Pour Céline, « le mépris et la violence n’ont fait qu’accroître notre détermination ». « Nous avons eu deux blessés graves ici », affirme Yann. Philippe est l’un d’eux : « Le 8 décembre, j’ai reçu un tir de LBD qui m’a provoqué une grave hémorragie interne. Je suis resté deux semaines à l’hôpital. » Le 29 décembre, un autre vent de panique a secoué le cortège des gilets jaunes. Le bruit a couru un instant qu’une personne de la maison du peuple était morte, frappée par un tir de LBD. « Tout le monde s’est tu. On a senti une grande angoisse, c’était terrible », se souvient « Kiki », un adolescent de 14 ans, le « bébé révolutionnaire » de la maison du peuple. Adrien, 22 ans, n’est pas mort ce jour là. Mais il a été salement amoché, avec plusieurs fractures au crâne [2]. « En janvier, quatre membres actifs de la maison du peuple ont été interpellés chez eux ou au travail. Trois d’entre eux passent au tribunal jeudi 14 février pour dégradations », ajoute encore Philippe.

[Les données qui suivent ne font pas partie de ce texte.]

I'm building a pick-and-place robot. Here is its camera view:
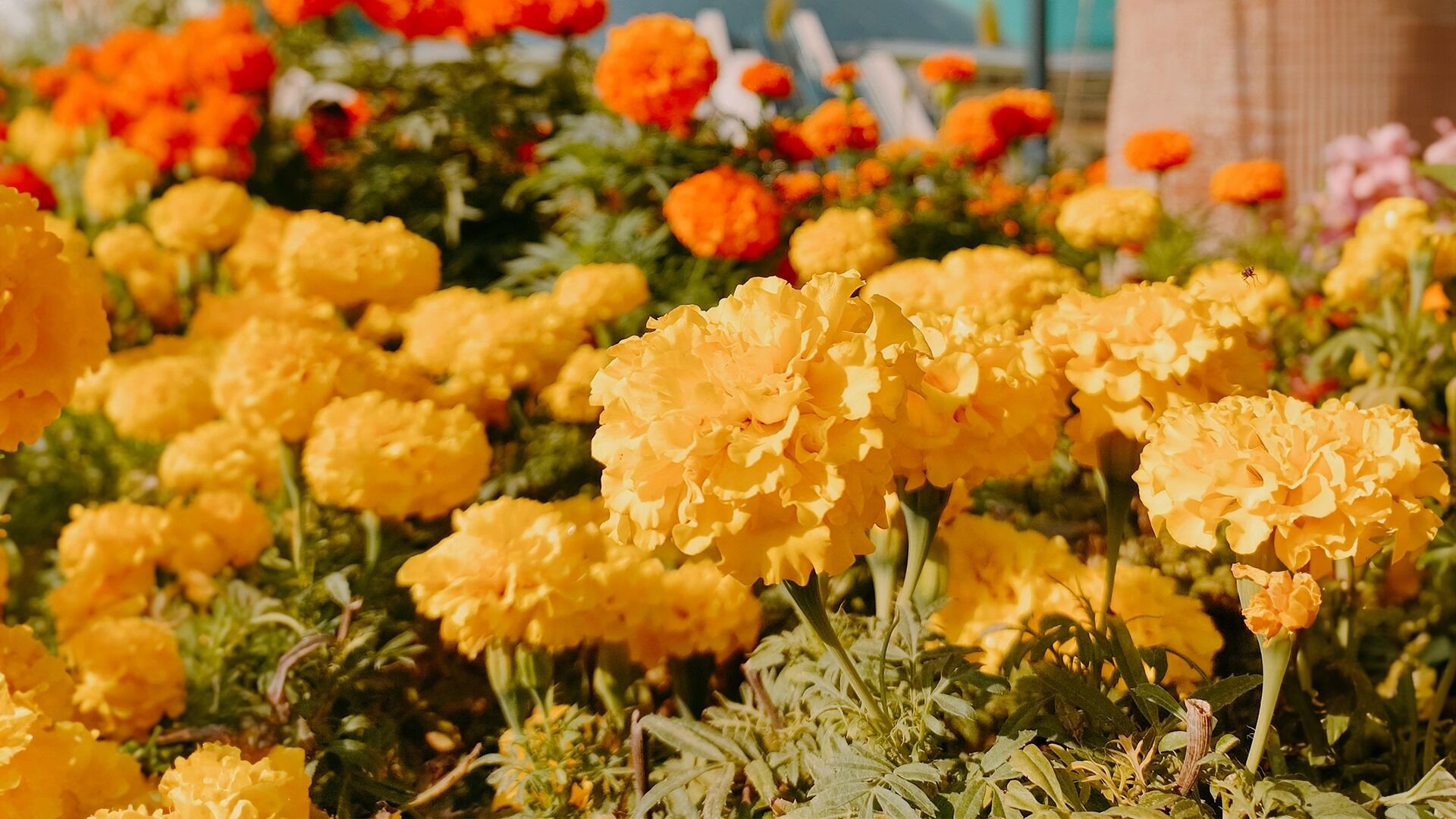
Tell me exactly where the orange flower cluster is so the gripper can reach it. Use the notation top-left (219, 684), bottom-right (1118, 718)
top-left (30, 5), bottom-right (277, 177)
top-left (595, 14), bottom-right (718, 130)
top-left (939, 89), bottom-right (1057, 162)
top-left (738, 60), bottom-right (793, 99)
top-left (1209, 158), bottom-right (1284, 206)
top-left (663, 166), bottom-right (783, 259)
top-left (1122, 128), bottom-right (1192, 174)
top-left (920, 51), bottom-right (975, 84)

L’autre menace judiciaire, c’est le risque d’expulsion, réclamée par le promoteur qui possède les lieux. Une audience aura lieu à la fin du mois de février, après avoir été reportée deux fois. « Ce qui se vit ici est tellement fort que même si le mouvement est écrasé, il en restera quelque chose », relativise Jojo. « La maison du peuple n’est pas qu’un bâtiment, elle se déplace avec nous », affirment plusieurs habitants dans une vidéo publiée le 1er février, qui appelle tous les gilets jaunes à ouvrir des maisons du peuple partout en France, « pour s’organiser durablement face à un pouvoir de plus en plus répressif. »
Côté action, la prochaine grande échéance, à Saint-Nazaire, est l’organisation de la seconde « assemblée des assemblées » au début du printemps [3], dans la droite ligne de la dynamique initiée, dans la Meuse, par les gilets jaunes de Commercy.